In our 50th anniversary issue, we celebrate the deep and growing connection between engineering and computing. From our early breakthroughs in high-performance computing to today’s advances in AI and data science, Rice has long been at the forefront of computing innovation. This edition highlights some of the people, ideas, and investments shaping what’s next.
IN THEIR OWN WORDS
By Tirthak Patel, Assistant Professor of Computer Science
When the Cloud Goes Quantum
Most of us take cloud computing for granted. We write code, click “run,” and trust that somewhere machines will execute our programs correctly, securely and efficiently. But as quantum computers begin to move into shared cloud platforms, that trust can no longer be assumed. Quantum hardware behaves fundamentally differently from classical (everything that’s not quantum) machines, and the cloud abstractions we rely on today simply do not translate.
At the Positive Technology Lab, our research is about preparing cloud computing for a quantum future. We ask a simple yet consequential question: If quantum computers are accessed through the cloud to run scientific and AI programs, how do we ensure they are usable, reliable and safe?
Our work spans three connected components of the quantum cloud stack.
The first component is compilation, learning and systems-level management.
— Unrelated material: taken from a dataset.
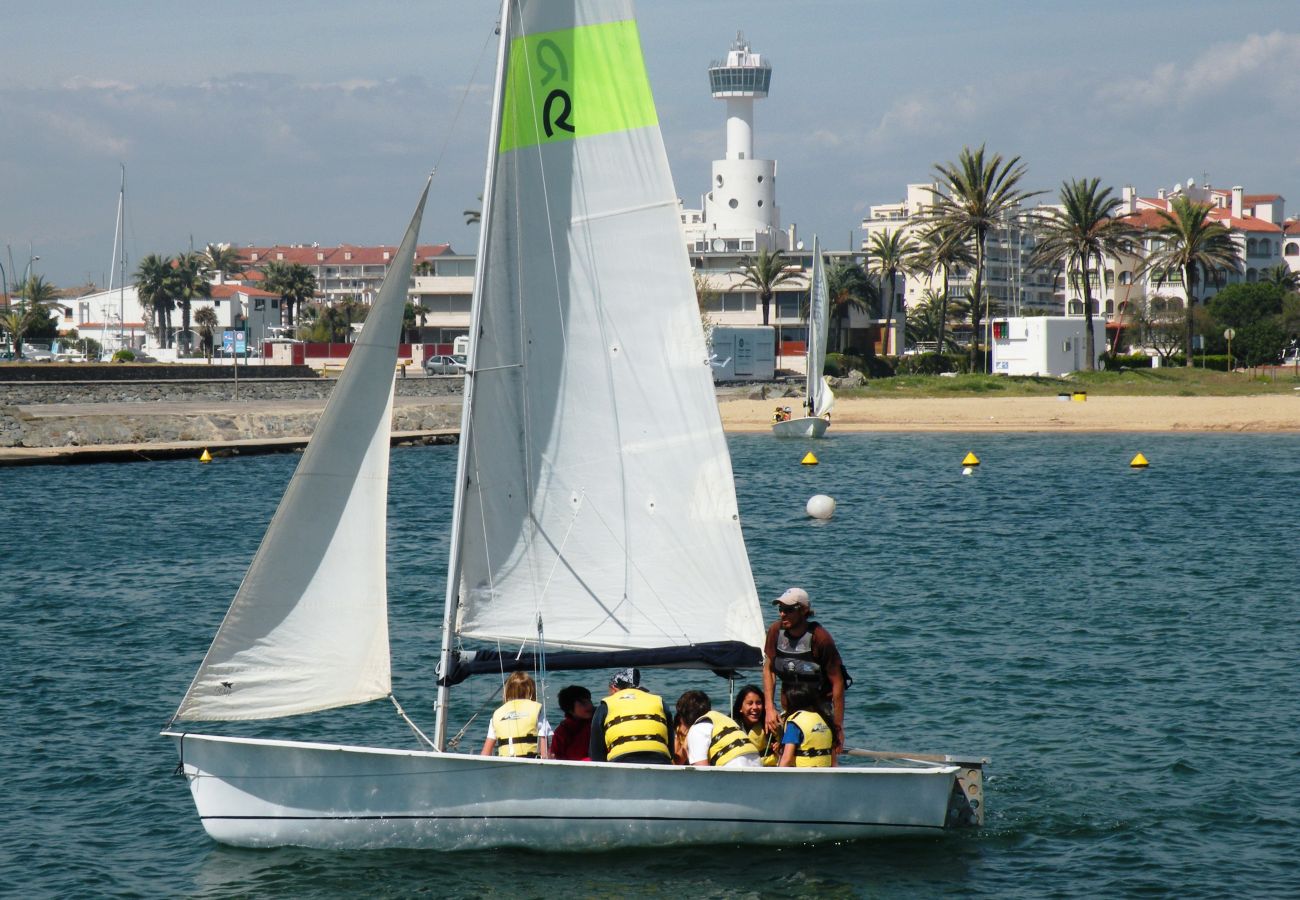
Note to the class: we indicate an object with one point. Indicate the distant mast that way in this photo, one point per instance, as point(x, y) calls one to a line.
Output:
point(120, 256)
Quantum programs cannot be compiled once and run “everywhere.” Different quantum technologies, such as superconducting transmons, trapped ions or neutral atoms, each come with their own constraints and specifications. Even basic operations, such as measuring a qubit (quantum bit), introduce challenges that have no classical equivalent. Our group designs compilation and error-correction techniques that translate high-level quantum programs into hardware-aware executions, accounting for routing, timing and the fragility of quantum states. The goal is to make quantum hardware usable without forcing programmers to reason about every physical qubit and control pulse.
The second component is resource management in the quantum cloud. Unlike classical systems, quantum computers exhibit extreme variability. Two identical jobs may experience very different service times, measurement fidelity or output accuracy depending on when and where they run. This variability makes performance unpredictable and undermines scientific reproducibility. Our research focuses on scheduling, queuing and dispatching strategies that reduce this uncertainty. By designing cloud systems that account for noise and uncertainty, we aim to reduce surprises for users.
The third component is security and privacy. Cloud users today assume that their code and data are protected, but quantum computing complicates this picture. Quantum programs are reversible, their outputs are probabilistic and their structure can leak sensitive information. A curious cloud provider or a malicious observer could potentially infer details about an algorithm, a dataset or even a user’s intent. Our group studies these emerging vulnerabilities and develops defenses that hide quantum programs, protect inputs/outputs and limit what third parties can learn, without sacrificing performance.
Across all of this work, we design with change in mind. Quantum hardware is improving rapidly. Today’s machines are noisy and limited. Tomorrow’s machines will be larger, more reliable and eventually fault-tolerant. Systems built only for current devices will not last. Our solutions are designed to adapt as technology evolves so that ideas developed for today’s machines still matter when quantum computers become more dependable.
Quantum computers are often described as futuristic or mysterious, but in reality they are becoming something much more practical: shared, remote resources. They will be cloud machines that many people rely on without ever seeing. Our work is about ensuring that when that moment arrives, the quantum cloud is not just powerful, but efficient, reliable and trustworthy.